- CBK governor Patrick Njoroge said the Kenya Bankers Association (KBA), had initially pegged their mobile money transaction time at 40 seconds, which it deemed too slow.
- This prompted the financial regulator to direct the lenders to recalibrate their system for faster transactions as a condition for rollout.
- The directive will now send the commercial banks back to the drawing board, a move that could further delay the planned launch.
The Central Bank of Kenya (CBK) has directed banks to cut by half the time Kenyans take to transact on the lenders’ mobile money transfer platform, PesaLink, from the current 20 seconds before launch.
CBK governor Patrick Njoroge said the Kenya Bankers Association (KBA), representing 43 lenders, had initially pegged their mobile money transaction time at 40 seconds, which it deemed too slow.
This prompted the financial regulator to direct the lenders to recalibrate their system for faster transactions as a condition for rollout.
“We had this group of banks approach us with their mobile money transfer product. We asked them how long it will take to transact and they said 40 seconds. We send them back to cut the time. They came back with 20 seconds. We send them back again. The transaction time should be less than 10 seconds,” Dr Njoroge told participants at the just concluded Africa CEO forum in Geneva, Switzerland.
He was one of the panelists during the financial services session dubbed, Retail, banking, telecoms: the Fintech effect.
The directive will now send the commercial banks back to the drawing board, a move that could further delay the planned launch.
“They have to get their act together first before launch. Why should a simple transaction take 20 seconds?” Asked Dr Njoroge.
The KBA had planned to launch the service last August.
In February, six banks finally got the CBK’s greenlight, effectively putting them on the PesaLink platform, and the number grew to 23 lenders last week.
PesaLink is expected to rival telcos’ mobile money service currently dominated by Safaricom’s M-Pesa.
Customers using the platform will initiate transactions from the mobile phone, the banks’ branch, at the ATM, at agency banking outlets or via the Internet.
Dr Njoroge said mobile money service had deepened Kenya’s financial inclusivity to 87 per cent from 25 per cent in 2005.
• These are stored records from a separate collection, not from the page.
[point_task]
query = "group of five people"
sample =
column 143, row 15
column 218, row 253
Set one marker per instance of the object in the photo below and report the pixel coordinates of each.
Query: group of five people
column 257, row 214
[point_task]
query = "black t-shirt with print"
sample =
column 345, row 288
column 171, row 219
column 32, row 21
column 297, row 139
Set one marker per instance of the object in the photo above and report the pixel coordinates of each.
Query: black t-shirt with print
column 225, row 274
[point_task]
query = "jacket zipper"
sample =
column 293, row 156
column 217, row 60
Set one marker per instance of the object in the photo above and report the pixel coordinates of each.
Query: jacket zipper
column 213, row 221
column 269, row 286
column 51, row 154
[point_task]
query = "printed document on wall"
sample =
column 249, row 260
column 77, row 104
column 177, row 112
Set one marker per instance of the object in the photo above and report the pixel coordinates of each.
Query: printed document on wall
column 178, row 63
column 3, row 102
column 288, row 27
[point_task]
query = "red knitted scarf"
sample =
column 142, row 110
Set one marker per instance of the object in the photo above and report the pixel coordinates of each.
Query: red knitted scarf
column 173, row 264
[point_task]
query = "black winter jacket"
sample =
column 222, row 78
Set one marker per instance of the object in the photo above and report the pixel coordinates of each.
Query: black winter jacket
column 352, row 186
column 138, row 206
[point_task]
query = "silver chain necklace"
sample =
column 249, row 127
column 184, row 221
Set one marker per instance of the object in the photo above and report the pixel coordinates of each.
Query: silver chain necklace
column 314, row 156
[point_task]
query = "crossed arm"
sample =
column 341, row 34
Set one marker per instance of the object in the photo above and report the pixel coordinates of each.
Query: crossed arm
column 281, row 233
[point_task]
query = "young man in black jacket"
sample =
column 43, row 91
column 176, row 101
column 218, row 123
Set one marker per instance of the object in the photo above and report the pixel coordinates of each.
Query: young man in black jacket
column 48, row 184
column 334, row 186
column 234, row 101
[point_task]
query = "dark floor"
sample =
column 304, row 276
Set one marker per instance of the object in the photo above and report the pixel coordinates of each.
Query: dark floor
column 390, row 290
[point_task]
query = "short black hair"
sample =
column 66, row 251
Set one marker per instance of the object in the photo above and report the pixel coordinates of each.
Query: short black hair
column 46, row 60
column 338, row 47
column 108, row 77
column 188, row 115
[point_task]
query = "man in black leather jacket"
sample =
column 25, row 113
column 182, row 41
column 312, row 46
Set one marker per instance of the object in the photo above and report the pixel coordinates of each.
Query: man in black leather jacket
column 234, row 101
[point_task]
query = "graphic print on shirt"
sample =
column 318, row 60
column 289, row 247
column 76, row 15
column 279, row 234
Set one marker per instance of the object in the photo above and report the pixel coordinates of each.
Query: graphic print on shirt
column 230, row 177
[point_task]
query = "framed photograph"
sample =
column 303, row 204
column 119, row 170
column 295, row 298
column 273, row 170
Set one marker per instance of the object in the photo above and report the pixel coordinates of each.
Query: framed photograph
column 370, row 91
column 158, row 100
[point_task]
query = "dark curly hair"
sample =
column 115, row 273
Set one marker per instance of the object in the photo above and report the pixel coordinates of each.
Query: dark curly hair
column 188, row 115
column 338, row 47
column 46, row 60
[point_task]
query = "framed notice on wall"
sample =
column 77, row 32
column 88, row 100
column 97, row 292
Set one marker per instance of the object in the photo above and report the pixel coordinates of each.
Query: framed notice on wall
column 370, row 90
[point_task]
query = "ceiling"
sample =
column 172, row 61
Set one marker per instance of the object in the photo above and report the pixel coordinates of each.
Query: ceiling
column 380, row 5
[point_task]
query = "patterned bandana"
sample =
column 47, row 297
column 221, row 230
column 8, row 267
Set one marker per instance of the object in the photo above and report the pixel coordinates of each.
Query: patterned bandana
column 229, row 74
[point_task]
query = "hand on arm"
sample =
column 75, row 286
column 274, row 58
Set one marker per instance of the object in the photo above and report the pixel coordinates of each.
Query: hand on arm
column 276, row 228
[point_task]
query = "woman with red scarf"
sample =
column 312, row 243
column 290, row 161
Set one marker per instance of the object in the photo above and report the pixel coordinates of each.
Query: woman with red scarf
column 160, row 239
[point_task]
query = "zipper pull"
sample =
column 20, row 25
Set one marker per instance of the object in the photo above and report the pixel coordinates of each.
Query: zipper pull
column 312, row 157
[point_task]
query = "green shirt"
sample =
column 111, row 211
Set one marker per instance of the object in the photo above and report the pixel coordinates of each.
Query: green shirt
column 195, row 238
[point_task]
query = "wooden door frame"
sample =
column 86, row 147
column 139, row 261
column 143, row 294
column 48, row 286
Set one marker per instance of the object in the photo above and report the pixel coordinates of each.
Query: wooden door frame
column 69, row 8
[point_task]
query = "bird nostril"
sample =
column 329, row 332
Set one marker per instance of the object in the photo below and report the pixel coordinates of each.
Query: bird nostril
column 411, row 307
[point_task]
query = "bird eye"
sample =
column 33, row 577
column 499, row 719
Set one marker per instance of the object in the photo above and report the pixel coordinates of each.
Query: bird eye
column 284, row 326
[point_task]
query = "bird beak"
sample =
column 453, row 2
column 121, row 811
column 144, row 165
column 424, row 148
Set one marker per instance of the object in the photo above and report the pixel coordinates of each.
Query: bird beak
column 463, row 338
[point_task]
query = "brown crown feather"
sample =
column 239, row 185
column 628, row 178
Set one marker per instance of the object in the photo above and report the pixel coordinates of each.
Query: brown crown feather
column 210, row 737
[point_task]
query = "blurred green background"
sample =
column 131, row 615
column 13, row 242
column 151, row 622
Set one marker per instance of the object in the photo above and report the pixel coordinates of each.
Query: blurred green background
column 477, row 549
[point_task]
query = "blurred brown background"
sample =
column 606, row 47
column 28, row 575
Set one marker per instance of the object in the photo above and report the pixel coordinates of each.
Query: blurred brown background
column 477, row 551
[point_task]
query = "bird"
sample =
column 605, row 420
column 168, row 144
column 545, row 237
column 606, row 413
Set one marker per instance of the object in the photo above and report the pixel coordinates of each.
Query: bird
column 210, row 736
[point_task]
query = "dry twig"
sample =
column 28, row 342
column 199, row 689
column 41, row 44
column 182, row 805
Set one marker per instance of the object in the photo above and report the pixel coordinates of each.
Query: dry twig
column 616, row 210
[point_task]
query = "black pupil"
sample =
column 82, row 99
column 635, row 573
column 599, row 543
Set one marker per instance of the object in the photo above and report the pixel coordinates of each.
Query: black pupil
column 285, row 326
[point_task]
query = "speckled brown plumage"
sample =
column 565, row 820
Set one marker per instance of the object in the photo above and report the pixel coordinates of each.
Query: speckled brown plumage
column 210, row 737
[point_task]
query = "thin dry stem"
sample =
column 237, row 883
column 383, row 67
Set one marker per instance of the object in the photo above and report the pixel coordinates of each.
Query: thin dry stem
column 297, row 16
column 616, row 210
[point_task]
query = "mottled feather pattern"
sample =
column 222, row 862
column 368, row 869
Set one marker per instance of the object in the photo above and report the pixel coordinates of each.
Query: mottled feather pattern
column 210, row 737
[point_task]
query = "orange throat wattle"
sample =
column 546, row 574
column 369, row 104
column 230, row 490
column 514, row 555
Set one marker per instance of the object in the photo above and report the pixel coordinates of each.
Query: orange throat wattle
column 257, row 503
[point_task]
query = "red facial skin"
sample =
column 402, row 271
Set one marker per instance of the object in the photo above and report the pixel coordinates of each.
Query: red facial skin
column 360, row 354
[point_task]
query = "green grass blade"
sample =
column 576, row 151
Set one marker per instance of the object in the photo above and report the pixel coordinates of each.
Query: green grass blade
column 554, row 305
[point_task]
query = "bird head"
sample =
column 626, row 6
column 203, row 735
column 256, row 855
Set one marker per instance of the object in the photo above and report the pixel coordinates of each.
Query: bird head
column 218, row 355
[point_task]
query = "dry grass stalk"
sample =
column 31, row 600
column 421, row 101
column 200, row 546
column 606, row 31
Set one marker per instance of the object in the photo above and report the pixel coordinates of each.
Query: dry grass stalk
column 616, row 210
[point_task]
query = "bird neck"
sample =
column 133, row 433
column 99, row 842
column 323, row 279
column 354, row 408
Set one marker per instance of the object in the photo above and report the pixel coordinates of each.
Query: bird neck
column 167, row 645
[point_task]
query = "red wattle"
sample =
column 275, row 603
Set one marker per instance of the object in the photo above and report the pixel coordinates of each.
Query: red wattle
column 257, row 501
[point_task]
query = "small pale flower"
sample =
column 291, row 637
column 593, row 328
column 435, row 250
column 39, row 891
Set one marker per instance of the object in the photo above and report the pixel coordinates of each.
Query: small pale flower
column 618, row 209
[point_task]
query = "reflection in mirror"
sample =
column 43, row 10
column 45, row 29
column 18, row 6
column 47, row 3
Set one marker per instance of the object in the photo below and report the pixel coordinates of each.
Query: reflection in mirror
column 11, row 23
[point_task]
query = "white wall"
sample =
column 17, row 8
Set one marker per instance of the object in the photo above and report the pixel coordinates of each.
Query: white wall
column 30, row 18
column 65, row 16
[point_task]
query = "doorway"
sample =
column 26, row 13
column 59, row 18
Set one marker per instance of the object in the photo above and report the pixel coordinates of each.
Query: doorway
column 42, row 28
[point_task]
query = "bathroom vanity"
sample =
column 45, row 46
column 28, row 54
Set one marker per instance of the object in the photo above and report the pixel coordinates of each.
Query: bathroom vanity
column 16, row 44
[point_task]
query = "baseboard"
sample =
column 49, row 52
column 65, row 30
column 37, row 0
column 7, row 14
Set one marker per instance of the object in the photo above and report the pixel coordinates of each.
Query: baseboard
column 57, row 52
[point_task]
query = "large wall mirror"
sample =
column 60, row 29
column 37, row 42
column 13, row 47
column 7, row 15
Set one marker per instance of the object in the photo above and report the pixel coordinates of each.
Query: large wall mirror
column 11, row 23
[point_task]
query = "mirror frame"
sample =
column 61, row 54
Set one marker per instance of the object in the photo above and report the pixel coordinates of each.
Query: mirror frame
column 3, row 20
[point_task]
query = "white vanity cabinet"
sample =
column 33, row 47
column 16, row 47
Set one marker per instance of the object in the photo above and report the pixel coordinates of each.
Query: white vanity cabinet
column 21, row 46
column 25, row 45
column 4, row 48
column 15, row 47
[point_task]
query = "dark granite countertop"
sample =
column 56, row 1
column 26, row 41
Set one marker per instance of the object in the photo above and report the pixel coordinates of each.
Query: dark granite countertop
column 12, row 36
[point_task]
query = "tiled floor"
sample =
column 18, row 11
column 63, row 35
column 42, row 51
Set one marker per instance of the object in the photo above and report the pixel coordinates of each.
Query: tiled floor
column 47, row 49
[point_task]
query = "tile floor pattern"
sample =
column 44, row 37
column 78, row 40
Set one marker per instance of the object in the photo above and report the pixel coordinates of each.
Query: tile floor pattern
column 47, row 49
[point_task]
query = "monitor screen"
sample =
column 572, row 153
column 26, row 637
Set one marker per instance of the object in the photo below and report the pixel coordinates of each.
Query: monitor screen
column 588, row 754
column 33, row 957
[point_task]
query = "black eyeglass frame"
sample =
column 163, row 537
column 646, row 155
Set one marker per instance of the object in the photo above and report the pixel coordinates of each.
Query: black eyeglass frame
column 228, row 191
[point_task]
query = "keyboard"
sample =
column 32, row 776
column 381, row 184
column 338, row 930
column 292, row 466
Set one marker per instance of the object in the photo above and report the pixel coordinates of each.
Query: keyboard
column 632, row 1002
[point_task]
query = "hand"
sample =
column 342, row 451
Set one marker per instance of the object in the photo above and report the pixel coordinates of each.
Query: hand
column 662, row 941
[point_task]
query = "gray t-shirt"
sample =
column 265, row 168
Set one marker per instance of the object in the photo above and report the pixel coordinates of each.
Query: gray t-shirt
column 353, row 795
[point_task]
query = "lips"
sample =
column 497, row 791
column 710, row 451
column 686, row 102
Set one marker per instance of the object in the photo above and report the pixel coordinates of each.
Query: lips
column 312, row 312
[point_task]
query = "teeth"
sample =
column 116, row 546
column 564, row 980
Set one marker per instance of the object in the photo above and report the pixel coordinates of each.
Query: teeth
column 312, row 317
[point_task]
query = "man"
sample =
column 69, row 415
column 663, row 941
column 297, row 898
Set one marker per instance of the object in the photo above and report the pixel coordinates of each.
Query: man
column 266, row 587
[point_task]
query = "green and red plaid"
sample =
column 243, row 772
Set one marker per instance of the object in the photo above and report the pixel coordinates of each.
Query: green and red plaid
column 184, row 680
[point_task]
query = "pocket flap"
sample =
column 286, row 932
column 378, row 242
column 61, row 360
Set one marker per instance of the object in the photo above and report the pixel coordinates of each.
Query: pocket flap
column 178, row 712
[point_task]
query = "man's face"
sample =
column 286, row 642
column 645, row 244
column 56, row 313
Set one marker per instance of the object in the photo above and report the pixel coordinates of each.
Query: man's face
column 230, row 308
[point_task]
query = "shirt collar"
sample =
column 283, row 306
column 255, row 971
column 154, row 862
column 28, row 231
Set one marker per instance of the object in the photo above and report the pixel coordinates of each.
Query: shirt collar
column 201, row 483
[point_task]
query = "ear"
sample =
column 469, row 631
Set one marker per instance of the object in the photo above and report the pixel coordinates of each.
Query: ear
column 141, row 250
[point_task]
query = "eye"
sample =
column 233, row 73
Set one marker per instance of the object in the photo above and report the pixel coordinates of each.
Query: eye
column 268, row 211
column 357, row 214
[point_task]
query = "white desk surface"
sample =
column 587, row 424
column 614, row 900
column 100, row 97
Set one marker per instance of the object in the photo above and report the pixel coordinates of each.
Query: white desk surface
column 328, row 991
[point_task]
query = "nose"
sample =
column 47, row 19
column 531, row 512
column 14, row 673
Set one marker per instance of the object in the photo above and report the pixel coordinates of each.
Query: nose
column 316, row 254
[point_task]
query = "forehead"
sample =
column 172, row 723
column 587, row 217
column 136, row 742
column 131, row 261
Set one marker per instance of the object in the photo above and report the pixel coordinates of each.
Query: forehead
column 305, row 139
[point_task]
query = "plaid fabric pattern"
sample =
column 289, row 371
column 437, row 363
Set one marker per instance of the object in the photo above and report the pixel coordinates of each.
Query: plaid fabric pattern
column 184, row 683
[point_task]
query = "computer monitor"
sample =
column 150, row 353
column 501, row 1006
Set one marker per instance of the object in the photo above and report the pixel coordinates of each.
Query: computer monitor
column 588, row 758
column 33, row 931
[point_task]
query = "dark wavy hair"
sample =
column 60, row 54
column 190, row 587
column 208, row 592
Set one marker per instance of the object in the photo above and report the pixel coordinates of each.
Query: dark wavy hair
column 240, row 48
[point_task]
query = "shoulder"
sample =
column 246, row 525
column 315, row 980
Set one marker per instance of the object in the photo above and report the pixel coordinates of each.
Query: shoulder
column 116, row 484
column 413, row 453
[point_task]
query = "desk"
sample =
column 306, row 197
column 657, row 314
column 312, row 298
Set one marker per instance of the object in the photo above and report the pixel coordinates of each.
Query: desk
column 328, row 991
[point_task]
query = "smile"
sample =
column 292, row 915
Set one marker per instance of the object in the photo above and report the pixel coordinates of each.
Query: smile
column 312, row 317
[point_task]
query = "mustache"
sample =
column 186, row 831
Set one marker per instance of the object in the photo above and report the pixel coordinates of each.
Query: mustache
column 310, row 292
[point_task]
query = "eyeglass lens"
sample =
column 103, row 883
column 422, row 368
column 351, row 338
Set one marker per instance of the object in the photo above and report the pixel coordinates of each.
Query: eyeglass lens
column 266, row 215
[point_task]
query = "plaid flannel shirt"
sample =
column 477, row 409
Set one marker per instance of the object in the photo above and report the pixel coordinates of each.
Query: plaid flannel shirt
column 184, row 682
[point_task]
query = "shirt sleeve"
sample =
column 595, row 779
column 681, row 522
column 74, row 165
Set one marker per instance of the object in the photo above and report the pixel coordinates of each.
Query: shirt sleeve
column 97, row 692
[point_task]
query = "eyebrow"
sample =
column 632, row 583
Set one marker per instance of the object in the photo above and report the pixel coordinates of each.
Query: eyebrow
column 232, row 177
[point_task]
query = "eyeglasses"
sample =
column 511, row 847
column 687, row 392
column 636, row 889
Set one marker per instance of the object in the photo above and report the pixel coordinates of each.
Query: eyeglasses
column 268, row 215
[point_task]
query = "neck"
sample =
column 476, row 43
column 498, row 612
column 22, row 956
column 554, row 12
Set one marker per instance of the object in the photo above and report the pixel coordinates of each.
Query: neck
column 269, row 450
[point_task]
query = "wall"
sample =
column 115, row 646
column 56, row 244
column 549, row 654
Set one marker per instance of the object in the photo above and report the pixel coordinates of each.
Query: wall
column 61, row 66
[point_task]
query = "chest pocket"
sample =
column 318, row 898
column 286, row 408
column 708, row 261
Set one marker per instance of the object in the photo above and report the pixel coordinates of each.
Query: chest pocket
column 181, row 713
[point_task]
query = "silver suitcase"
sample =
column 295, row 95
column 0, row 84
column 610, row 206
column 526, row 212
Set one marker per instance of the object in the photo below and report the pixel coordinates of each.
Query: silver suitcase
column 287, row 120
“The past two years I have been in Kenya I have never stepped into a bank to transact. I conduct all my transactions on my phone,” he told the gathering in Geneva.
PesaLink, which allows account holders to transfer money across different banks, comes a decade after the inception of Safaricom’s M-Pesa in 2007, which was initially opposed by banks.
The lenders, however, later embraced mobile banking.
PesaLink, which in effect seeks to eliminate the M-Pesa mediation in the transactions, will also allow customers to transfer up to Sh1 million through mobile phones as opposed to M-Pesa which limits daily cash transfers to Sh140,000.
It is also expected to reduce reliance on real-time gross settlement (RTGS) systems that process payments between 8am and 3pm on weekdays, but reflect on receiving accounts after four hours or more.